Here you will find what students actually borrow to attend University of Science and Arts of Oklahoma, including completion-adjusted borrowing and a standard repayment estimate. The data below is drawn directly from federal sources.
Looking at the entering class at USAO, 40% of new students use loans toward freshman-year expenses, with a typical loan of $5,843 each — a figure that counts both private and federal student loans.
The average federal loan is $5,248, equal to roughly 95.4% of the $5,500 first-year borrowing cap for the typical first-year dependent student. Note that average undergraduate loan amounts shown later do not include private loans — so the full freshman figure above is not directly comparable.
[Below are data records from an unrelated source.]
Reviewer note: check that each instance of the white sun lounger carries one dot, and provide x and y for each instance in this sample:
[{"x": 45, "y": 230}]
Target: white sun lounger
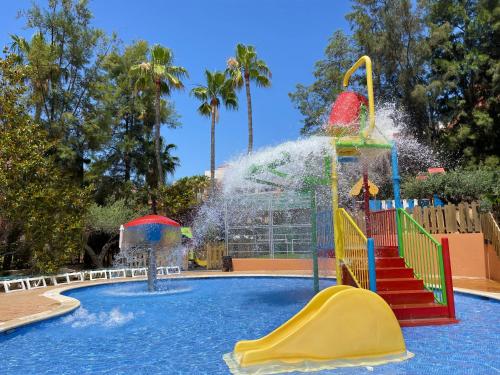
[
  {"x": 117, "y": 273},
  {"x": 14, "y": 285},
  {"x": 35, "y": 282},
  {"x": 98, "y": 275},
  {"x": 66, "y": 278},
  {"x": 59, "y": 279},
  {"x": 173, "y": 270},
  {"x": 139, "y": 272},
  {"x": 76, "y": 277}
]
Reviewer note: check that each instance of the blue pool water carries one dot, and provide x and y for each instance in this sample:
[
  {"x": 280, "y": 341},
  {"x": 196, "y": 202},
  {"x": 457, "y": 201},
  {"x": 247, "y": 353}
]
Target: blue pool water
[{"x": 119, "y": 329}]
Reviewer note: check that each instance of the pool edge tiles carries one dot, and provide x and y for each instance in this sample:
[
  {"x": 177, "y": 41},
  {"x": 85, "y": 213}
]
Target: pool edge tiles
[{"x": 68, "y": 304}]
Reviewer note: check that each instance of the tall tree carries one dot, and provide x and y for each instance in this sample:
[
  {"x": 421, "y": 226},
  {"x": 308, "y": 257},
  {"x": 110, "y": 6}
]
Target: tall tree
[
  {"x": 246, "y": 67},
  {"x": 123, "y": 165},
  {"x": 218, "y": 89},
  {"x": 64, "y": 59},
  {"x": 392, "y": 33},
  {"x": 165, "y": 77},
  {"x": 465, "y": 76},
  {"x": 39, "y": 206},
  {"x": 314, "y": 101}
]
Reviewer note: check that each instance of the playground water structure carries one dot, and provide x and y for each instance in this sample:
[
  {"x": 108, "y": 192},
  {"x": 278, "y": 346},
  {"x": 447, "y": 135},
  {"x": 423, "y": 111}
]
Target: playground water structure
[
  {"x": 150, "y": 241},
  {"x": 400, "y": 273},
  {"x": 187, "y": 333}
]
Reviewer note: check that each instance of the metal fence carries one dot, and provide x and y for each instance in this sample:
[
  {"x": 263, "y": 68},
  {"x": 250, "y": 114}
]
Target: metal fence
[{"x": 269, "y": 225}]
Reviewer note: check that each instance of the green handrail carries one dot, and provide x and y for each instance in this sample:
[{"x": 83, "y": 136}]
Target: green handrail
[
  {"x": 423, "y": 254},
  {"x": 352, "y": 248}
]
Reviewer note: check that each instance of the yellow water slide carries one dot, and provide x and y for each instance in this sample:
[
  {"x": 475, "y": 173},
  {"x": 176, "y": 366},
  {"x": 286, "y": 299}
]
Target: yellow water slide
[{"x": 341, "y": 326}]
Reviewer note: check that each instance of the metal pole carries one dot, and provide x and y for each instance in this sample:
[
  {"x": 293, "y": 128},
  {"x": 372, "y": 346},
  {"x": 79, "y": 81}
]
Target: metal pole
[
  {"x": 226, "y": 229},
  {"x": 152, "y": 269},
  {"x": 366, "y": 194},
  {"x": 270, "y": 234},
  {"x": 395, "y": 176},
  {"x": 372, "y": 275},
  {"x": 335, "y": 206},
  {"x": 450, "y": 298},
  {"x": 314, "y": 241}
]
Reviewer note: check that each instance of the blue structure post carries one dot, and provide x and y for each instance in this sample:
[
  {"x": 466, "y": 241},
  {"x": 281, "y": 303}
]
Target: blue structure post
[
  {"x": 395, "y": 176},
  {"x": 371, "y": 265}
]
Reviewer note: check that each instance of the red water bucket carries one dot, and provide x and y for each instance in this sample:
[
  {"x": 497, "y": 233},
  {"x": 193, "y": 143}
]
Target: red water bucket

Looking at all undergraduates at USAO, freshmen included, 38% borrow through federal student loan programs, with a mean of $6,692 each per year. That amounts to 27.5% above the freshman federal average of $5,248.
Borrowing the same amount each year would add up to roughly $13,384 over two years and about $26,768 across a four-year program. The estimate holds federal borrowing constant and does not count private or Parent PLUS loans.
| Undergraduate federal borrowing | Value |
|---|---|
| Share using federal loans | 38% |
| Average federal loan per year | $6,692 |
| Undergraduates with a federal loan | 340 |
| Total federal loans (one year) | $2,275,294 |
The middle borrower at USAO owes $10,736 in federal student loans.
| Borrower group | Median federal debt |
|---|---|
| All federal borrowers | $10,736 |
| Students who completed (graduates) | $21,750 |
| Students who withdrew | $6,500 |
Debt carried by students who withdrew is a key risk signal — these borrowers owe money without having earned the credential.
Half of all borrowers fall between the 25th and 75th percentiles shown below for USAO.
| Percentile | Cumulative Federal Debt |
|---|---|
| 10th percentile (lowest-debt students) | $2,350 |
| 25th percentile | $4,398 |
| 75th percentile | $20,483 |
| 90th percentile (highest-debt students) | $31,000 |
How wide this percentile range is tells you how much borrowing varies across students at USAO.
The figures above count only the students own federal loans. Adding PLUS loans (borrowed by parents or graduate students) gives a fuller picture of total borrowing at USAO.
| Group | Borrowers | Median debt incl. PLUS |
|---|---|---|
| All borrowers | 59 | $10,441 |
| Completed (graduates) | 23 | $10,441 |
| Did not complete | 36 | $10,346 |
Completers face an estimated standard 10-year monthly payment on their PLUS-inclusive debt of roughly $124.15/mo.
Repayment burden translates the debt figures into what a borrower actually pays each month. USAO.
The default rate measures how many borrowers fall behind and ultimately fail to repay their federal loans. The federal two-year cohort default rate for USAO follows.
| Metric | Value |
|---|---|
| 2-year cohort default rate | 14.7% |
| Borrowers in the cohort | 244 |
A lower default rate generally signals that graduates earn enough to manage their loan payments.
Median debt differs by income tier, first-generation status, and whether the student is financially dependent.
Borrowing by Income Tier
| Income tier | Median federal debt |
|---|---|
| Low income | $8,027 |
| Middle income | $9,500 |
| High income | $14,403 |
First-Generation Comparison
| Cohort | Median federal debt |
|---|---|
| First-generation students | $10,900 |
| Continuing-generation students | $10,500 |
By Dependency Status
| Cohort | Median federal debt |
|---|---|
| Dependent students | $11,000 |
| Independent students | $9,500 |
These pre-calculated indicators summarize the borrowing gaps between cohorts at USAO.
Subsidized vs. Unsubsidized Loans
Unsubsidized federal student loans accrue interest every month — even while you are still enrolled. Unless you pay that interest as it builds, the balance you owe at graduation can be noticeably higher than the amount you originally borrowed.
Did You Know?
Unlike most other debt, federal student loans generally survive bankruptcy — and unpaid balances can lead to wage garnishment — so borrow only what you truly need.
References
More about our data sources and methodologies.